PgmNr Y3192: Multi-omic analysis of yeast strains evolved for xylose fermentation reveals a new connection between sugar sensing and oxygen response.

Authors:
Kevin S. Myers; Nicholas M. Riley; Trey K. Sato; Joshua J. Coon; Audrey P. Gasch


Institutes
Great Lakes Bioenergy Research Center, University of Wisconsin - Madison, Madison, WI.


Keyword: Proteomics

Abstract:

Biofuels produced by microbes, including Saccharomyces cerevisiae, have promise as a non-petroleum based energy system. Biofuel production from agricultural waste, such as corn stover, would provide an important advance because it would not compete with food sources. However, corn stover contains high concentrations of xylose, which S. cerevisiae cannot naturally ferment, for reasons that are not understood. This defect renders nearly a third of the potential carbon in corn stover biomass unutilized. To address this, an engineered S. cerevisiae strain containing bacterial xylose isomerase was subjected to directed evolution for over 200 generations. Strain Y127 was evolved from a stress-tolerant wild yeast strain (Y22-3) for aerobic xylose fermentation; strain Y128 was further evolved from Y127 to ferment xylose anaerobically.
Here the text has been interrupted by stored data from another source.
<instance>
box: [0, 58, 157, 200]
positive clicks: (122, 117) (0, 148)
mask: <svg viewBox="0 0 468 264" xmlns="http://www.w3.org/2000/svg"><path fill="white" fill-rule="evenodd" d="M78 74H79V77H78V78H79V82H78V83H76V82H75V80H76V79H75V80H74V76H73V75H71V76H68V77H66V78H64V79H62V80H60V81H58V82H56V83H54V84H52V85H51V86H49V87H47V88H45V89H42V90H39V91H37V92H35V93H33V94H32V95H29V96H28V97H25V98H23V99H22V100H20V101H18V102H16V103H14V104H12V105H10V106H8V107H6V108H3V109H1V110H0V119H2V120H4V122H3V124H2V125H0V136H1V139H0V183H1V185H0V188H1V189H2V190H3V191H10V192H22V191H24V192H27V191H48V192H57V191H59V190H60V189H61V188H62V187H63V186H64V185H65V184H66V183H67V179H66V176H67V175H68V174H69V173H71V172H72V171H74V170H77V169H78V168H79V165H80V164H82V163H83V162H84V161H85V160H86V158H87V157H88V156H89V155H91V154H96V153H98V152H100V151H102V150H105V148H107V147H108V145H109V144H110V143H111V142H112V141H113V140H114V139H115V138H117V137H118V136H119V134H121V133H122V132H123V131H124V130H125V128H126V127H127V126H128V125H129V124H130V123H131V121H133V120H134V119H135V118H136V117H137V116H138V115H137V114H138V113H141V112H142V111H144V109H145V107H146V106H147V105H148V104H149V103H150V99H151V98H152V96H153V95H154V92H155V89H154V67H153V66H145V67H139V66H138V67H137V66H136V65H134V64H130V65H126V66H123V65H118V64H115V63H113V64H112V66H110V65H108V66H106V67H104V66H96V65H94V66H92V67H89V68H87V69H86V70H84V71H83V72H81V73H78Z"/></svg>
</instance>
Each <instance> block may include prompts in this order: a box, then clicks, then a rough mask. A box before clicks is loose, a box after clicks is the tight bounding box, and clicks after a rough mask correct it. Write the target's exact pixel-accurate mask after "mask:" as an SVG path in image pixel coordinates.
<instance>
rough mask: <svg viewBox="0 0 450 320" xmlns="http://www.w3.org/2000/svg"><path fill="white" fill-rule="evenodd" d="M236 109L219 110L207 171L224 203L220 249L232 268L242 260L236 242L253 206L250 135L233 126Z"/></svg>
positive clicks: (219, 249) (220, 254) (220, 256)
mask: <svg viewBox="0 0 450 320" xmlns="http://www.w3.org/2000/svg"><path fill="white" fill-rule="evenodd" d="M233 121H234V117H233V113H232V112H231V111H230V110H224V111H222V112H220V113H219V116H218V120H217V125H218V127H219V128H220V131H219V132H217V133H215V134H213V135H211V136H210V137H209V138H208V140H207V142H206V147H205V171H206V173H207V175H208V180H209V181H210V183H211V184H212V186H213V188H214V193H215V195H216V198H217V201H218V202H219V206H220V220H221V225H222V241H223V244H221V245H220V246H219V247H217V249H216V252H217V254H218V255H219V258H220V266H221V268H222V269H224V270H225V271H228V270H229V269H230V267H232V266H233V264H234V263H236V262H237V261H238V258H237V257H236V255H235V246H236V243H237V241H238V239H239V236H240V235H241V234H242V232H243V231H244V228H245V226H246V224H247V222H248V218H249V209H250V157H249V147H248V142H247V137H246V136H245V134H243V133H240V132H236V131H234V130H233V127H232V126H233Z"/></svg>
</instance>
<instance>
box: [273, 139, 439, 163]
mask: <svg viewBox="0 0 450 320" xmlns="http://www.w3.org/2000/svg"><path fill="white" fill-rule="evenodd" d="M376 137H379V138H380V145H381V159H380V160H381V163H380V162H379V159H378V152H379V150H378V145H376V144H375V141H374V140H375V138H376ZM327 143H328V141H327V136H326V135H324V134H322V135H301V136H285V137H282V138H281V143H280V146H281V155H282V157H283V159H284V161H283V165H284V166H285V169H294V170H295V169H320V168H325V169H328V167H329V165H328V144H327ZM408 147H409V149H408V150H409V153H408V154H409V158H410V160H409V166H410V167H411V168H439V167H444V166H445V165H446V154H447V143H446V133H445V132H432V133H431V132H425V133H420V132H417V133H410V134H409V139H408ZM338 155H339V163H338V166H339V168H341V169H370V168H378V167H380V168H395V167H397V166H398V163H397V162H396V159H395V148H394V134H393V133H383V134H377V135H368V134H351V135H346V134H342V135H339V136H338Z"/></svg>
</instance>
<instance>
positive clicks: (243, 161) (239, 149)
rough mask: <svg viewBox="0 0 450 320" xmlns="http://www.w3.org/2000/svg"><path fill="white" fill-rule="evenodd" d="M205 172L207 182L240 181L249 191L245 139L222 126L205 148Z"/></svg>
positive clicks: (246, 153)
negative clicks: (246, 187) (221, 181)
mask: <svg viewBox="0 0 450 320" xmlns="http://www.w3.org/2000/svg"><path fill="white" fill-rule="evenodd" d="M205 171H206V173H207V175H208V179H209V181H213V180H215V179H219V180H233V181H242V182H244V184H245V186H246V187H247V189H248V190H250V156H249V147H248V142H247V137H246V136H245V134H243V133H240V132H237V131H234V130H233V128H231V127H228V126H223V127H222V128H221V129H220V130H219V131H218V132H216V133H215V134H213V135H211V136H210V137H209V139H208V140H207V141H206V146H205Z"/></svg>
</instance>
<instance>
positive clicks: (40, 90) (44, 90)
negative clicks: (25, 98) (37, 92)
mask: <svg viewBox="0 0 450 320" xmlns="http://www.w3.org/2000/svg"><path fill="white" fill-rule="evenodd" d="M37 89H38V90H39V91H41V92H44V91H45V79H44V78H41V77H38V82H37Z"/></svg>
Whole-genome sequencing identified responsible mutations in the evolved strains, but the physiological effect of these mutations remains unclear. To better understand the physiology of these strains, we performed genome-scale analyses to study differences in gene expression (RNA-seq), protein levels (label-free quantitative mass-spec proteomics), and phosphorylation abundance (mass-spec phosphoproteomics) on the parental strain and the two evolved strains, in the presence of glucose or xylose and under aerobic or anaerobic growth conditions. Remarkably, comparison of the mRNA and protein changes revealed a disconnect between mRNA and protein abundance in the unevolved strain growing anaerobically on xylose, and a defect in mounting the hypoxic response when cells are grown anaerobically on xylose. Over-expression of AZF1 significantly improved anaerobic xylose fermentation in the evolved Y128 strain, but only during anaerobic growth on xylose. Comparative analysis across the multi-omic datasets implicates downstream targets of Azf1 and upstream regulatory pathways that enable anaerobic xylose fermentation. These results present important new insights into how anaerobic xylose fermentation can be engineered in yeast and reveal new connections between sugar and oxygen responses.